Excuse the very bad English; the creators of the original Dutch, are eligible for writing classes, since their attempt to make the guide readable, failed miserably. Anyway, all this “stimulating” stuff gives me the creeps. It suggests more than I’d ever seen in any other care guide, that “behavior problems” equal laziness. Really, with the increased prevalence of developmental disabilities and neuropsychiatric disabilities from conditions like traumatic brain injury among the blind, both of which can lead to behavior problems, it is quite likely that people with so-called “behavioral problems” are actually overstimulated easily. A good kick in the arse won’t help these people, and the simple fact that they may not have physical disabilities to explain away their difficulties, doesn’t change that. Really, I am disappointed. As a side note, I just found out that people in this subsection of care class 5, are actually expected to do their own housekeeping and cooking, with the same provision of “help” claimed for people in class 1. Only this time the care hours allocated may actually make it possible that domestic care or guidance will be provided.
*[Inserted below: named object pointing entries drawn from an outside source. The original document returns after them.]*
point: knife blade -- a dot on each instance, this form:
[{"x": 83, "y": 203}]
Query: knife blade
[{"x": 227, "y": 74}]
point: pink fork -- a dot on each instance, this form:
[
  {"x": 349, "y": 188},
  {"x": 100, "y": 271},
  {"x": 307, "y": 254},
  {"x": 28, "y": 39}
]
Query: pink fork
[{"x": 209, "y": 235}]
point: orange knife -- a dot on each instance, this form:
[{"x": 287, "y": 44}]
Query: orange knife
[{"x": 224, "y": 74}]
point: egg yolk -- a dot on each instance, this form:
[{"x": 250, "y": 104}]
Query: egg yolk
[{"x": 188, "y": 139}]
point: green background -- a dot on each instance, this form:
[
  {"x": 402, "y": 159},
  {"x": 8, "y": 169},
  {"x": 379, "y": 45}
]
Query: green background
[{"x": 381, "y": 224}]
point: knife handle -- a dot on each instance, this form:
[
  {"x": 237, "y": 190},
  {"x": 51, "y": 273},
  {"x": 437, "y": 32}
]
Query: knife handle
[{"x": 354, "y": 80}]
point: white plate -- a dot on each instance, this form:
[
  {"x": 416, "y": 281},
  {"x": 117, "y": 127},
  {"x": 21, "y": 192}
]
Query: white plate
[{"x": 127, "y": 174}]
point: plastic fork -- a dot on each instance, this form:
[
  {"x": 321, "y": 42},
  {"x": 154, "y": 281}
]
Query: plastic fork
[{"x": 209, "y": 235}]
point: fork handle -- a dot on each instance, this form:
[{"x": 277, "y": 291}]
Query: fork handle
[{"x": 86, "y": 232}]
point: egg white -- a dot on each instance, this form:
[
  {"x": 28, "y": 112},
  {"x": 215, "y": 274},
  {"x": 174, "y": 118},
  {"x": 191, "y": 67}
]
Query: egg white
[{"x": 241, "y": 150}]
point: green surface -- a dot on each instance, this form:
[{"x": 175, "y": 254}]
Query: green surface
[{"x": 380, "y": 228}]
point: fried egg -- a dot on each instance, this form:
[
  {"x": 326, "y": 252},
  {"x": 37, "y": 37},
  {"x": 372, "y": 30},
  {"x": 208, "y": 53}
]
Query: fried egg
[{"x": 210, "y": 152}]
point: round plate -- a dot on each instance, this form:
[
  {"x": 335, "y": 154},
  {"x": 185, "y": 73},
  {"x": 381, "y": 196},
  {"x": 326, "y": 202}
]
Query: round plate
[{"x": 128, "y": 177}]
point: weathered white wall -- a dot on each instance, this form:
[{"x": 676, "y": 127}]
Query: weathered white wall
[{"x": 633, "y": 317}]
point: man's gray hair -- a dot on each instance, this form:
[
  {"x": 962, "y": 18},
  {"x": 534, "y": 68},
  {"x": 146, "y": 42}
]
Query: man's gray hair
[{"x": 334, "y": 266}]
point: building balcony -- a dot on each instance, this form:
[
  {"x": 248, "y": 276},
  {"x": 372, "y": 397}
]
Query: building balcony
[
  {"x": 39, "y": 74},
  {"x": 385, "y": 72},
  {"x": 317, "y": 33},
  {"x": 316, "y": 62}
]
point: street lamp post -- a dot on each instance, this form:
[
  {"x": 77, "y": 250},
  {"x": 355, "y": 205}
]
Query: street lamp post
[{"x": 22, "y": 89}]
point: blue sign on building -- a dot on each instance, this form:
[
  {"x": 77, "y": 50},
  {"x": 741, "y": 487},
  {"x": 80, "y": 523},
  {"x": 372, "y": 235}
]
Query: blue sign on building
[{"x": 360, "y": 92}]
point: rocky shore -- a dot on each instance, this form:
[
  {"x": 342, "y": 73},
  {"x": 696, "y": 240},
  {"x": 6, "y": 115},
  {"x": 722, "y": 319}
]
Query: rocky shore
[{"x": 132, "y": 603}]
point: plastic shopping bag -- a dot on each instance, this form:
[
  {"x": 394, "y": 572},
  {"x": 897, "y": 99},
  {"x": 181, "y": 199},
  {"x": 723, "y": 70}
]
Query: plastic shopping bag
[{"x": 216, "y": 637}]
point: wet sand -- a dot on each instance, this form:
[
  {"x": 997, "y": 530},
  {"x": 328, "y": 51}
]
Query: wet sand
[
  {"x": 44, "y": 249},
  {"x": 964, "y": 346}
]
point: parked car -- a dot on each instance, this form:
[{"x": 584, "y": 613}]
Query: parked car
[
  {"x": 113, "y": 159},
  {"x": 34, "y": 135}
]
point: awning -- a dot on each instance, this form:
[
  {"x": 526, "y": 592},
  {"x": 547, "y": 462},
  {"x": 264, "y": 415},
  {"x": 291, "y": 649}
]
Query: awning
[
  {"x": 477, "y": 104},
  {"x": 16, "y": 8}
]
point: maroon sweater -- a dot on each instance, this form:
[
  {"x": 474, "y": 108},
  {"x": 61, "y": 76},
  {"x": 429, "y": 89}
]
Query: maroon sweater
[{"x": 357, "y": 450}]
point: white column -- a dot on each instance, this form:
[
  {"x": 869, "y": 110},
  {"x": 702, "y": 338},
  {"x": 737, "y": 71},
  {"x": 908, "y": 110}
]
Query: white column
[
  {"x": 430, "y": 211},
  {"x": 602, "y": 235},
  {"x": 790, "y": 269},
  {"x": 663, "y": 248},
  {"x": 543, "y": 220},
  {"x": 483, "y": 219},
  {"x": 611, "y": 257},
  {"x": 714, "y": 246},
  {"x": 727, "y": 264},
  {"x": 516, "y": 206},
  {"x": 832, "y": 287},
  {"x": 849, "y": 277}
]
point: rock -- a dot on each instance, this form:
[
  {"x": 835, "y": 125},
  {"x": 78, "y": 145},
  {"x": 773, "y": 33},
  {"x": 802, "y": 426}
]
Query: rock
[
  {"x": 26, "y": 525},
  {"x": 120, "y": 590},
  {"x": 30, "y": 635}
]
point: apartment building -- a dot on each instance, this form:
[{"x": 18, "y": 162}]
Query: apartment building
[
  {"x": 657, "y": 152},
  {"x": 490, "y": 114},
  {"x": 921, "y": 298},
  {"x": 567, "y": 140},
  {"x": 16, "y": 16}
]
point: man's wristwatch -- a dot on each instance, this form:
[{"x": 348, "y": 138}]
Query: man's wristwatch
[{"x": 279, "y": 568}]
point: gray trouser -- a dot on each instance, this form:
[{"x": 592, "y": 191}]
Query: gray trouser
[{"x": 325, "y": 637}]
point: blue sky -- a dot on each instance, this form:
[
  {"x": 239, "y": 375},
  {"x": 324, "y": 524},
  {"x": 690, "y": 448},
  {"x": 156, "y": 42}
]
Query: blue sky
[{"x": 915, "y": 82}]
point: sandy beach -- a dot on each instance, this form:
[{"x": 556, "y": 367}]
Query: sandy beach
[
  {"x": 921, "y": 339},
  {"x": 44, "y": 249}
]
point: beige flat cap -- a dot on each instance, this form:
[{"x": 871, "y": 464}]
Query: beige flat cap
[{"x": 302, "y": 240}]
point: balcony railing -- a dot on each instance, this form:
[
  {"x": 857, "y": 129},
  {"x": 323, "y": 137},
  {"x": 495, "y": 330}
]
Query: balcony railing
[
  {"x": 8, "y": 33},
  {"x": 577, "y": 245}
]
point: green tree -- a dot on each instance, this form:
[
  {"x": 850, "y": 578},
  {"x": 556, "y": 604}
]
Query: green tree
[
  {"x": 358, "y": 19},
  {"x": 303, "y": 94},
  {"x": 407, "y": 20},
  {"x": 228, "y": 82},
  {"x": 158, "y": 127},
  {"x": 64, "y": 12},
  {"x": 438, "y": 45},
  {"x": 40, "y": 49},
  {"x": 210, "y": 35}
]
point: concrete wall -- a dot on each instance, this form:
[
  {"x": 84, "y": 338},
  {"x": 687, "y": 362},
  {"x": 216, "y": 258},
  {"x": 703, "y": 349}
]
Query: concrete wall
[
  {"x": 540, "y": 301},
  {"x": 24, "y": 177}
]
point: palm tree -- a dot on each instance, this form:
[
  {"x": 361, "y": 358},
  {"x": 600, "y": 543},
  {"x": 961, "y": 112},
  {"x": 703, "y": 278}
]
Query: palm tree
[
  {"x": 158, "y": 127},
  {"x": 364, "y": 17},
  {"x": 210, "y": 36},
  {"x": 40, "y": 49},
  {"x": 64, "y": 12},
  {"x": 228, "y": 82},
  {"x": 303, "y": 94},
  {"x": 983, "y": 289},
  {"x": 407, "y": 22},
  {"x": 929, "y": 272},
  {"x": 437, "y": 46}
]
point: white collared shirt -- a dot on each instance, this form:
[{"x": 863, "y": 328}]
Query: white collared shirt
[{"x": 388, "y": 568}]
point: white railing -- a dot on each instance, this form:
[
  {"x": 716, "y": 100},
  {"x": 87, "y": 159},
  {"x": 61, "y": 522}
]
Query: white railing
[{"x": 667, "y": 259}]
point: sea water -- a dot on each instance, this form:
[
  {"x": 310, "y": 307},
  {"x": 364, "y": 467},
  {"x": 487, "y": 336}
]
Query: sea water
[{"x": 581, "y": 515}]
I am really disappointed in this care guide. I had hoped that, if a guide for the blind and partially sighted were ever developed, the problems that a sensory impairment creates, especially if there are also other disabilities, would finally actually be acknowledged. Not so: if you don’t have physical impairments, you are almost always presumed to be able to do daily activities for yourself, except for maybe some orientation and mobility. Even though even mildly disabled people with visual impairments, may have difficulties with domestic care and organizational tasks that require access to information, if you can carry out your own personal care, all you are supposed to need is some “help” (which the hours you’re approved for are not enough for), “stimulation” and “guidance”. Have the people who created this guide, ever met a single blind care user, who could explain to them their real care needs? Now the one thing that makes me happy about care packaging, is that it isn’t up to the indication board, but up to you and your care provider, to decide what types of support you get within the limits of your care package.